Press outlets are claiming penury and some are looking for taxpayer subsidies, which could affect their advocacy or ability to protect their sources.
The FCC’s new attempt to make the Internet a public utility, if passed, might put establishment media (and not others) back into the driver’s seat of driving political debate.
And the media exemption, itself, is again before the FEC in an advisory opinion request by the Citizens United organization in the wake of Citizens United Supreme Court opinion.
If, as the Court said, speech rights cannot turn on the identity of the speaker, how can government exempt some entities from campaign law and not exempt others? And should the government be deciding who are members of the press in any event? Isn’t “press” just an activity?
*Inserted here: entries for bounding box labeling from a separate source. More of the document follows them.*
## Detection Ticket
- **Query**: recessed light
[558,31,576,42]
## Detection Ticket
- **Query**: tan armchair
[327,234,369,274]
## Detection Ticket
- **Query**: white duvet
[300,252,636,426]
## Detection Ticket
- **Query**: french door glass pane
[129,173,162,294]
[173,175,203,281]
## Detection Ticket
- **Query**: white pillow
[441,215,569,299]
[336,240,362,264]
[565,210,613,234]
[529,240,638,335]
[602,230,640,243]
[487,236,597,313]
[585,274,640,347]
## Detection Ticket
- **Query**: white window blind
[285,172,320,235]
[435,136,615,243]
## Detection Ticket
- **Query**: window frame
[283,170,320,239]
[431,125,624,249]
Journalists long looked down their noses at bloggers, and long believed the media exemption and our nation’s noble history of press-as-watchdog would give them a leg-up in legal battles against bloggers. In short, they thought that while advancing Internet technology might not build up the press, surely it would not tear it down to the level of other speakers.
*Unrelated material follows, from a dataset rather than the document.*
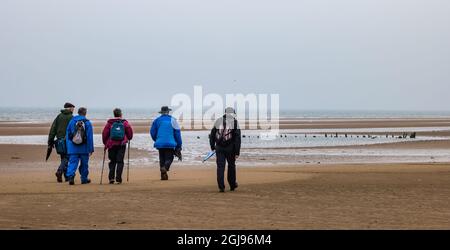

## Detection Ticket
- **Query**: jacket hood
[61,109,72,115]
[73,115,87,121]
But a case out of Canada—from a legal system and tradition admittedly different from our own—may be a harbinger of things to come. Their highest court just limited the press’s privilege of protecting sources. And the reasoning of the Canadian Court is worth skimming.
In its ruling, the Supreme Court… said that a constitutional protection of freedom of expression is not limited to “traditional media” but is enjoyed by “everyone.”
The rights extend to blogging, tweeting, “standing on a street corner and shouting the ‘news’ at passing pedestrians,” as well as publishing in a national newspaper, the court said.
But granting immunity to sources deemed worthy to quote on condition of anonymity by “such a heterogeneous and ill-defined group of writers and speakers… would blow a giant hole in law enforcement and other constitutionally recognized values such as privacy,” it added.
If this Canadian case is indeed an American harbinger, it seems the press bet wrong. The rise of the internet is demonstrating that “the press” is an activity to be enjoyed by all, not a class of professionals preferred and permitted to speak more thoroughly than others.